Dopo il maxi sequestro per reati fiscali

Airbnb contro il provvedimento: "Sorpresi dal sequestro. Fiduciosi di aver rispettato la legge"

"Siamo sicuri di aver agito nel pieno rispetto della legge e intendiamo esercitare i nostri diritti in merito alla vicenda'', fa sapere la società in una nota

Airbnb contro il provvedimento: "Sorpresi dal sequestro. Fiduciosi di aver rispettato la legge"
(Pixabay)
Airbnb

"Sorpresi e amareggiati dall'azione" di sequestro per oltre 779 milioni di euro annunciata ieri dalla Procura della Repubblica. 
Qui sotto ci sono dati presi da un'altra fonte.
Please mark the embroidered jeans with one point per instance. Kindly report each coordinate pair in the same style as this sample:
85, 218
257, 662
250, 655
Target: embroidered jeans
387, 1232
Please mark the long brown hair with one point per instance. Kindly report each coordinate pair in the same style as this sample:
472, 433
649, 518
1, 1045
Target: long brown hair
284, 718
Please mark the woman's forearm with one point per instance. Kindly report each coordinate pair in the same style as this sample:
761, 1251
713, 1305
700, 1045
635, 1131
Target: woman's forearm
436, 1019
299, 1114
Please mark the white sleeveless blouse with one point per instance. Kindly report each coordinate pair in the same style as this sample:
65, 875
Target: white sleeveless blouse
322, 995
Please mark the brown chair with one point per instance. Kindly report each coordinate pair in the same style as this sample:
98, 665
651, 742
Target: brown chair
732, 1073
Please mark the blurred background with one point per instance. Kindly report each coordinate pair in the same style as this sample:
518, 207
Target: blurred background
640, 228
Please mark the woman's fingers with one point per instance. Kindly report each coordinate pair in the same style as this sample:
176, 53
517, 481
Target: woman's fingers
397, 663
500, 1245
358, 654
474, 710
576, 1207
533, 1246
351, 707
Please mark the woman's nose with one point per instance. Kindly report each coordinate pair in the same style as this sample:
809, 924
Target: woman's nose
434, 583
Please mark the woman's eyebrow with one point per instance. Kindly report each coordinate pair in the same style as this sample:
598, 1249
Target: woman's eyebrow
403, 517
Questa la risposta di Airbnb Ireland al sequestro disposto dal Gip di Milano nei confronti dell'azienda per omessa dichiarazione della 'cedolare secca' su canoni di locazione per 3,7 miliardi tra il 2017 e 2021. Nell'inchiesta risultano indagati anche tre manager irlandesi. 

"Siamo fiduciosi di aver agito nel pieno rispetto della legge e intendiamo esercitare i nostri diritti in merito alla vicenda'', fa sapere la società in una nota.
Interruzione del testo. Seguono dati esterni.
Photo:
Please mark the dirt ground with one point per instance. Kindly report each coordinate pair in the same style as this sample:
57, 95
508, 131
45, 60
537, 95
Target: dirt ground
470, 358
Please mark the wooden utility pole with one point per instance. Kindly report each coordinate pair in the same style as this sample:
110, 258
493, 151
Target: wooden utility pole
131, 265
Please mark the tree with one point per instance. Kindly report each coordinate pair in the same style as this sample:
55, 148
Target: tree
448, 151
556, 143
Il provvedimento del Gip di Milano

Airbnb-Irlanda "ormai da anni" ha assunto "la deliberata opzione aziendale di non conformarsi" alla normativa italiana sul versamento della cedolare secca sugli affitti brevi "con il fine precipuo di non rischiare la perdita di fette di mercato in favore della concorrenza". 

E' quanto si legge nel provvedimento firmato dal gip di Milano Angela Minerva con cui dispone, accogliendo la richiesta della procura, il sequestro preventivo per oltre 779 milioni di euro nei confronti del colosso degli affitti brevi e l'iscrizione nel registro degli indagati di tre persone che hanno rivestito cariche di amministrazione all'interno della società di diritto irlandese negli anni dal 2017 al 2021.

Il sequestro ha l'obiettivo di evitare "che la somma oggetto di illecito risparmio fiscale venga interamente dispersa e non possa, nemmeno in parte, essere destinata al pagamento del debito, così aggravando le conseguenze del reato contestato, sia con riguardo al mancato incasso del debito erariale da parte della Pa sia con riguardo
al danno economico a tutti gli altri operatori del settore che invece versano regolarmente tale imposta", nonché "agevolando la commissione di altri reati fiscali a mezzo del reimpiego nella medesima attività commerciale, generando quindi con analogo meccanismo ulteriori ipotesi di reato".

Circostanza "confermata dal fatto - scrive il giudice nel provvedimento - che la politica aziendale non è mutata, come confermato dal protrarsi dell'omissione anche negli anni successivi a quelli di verifica".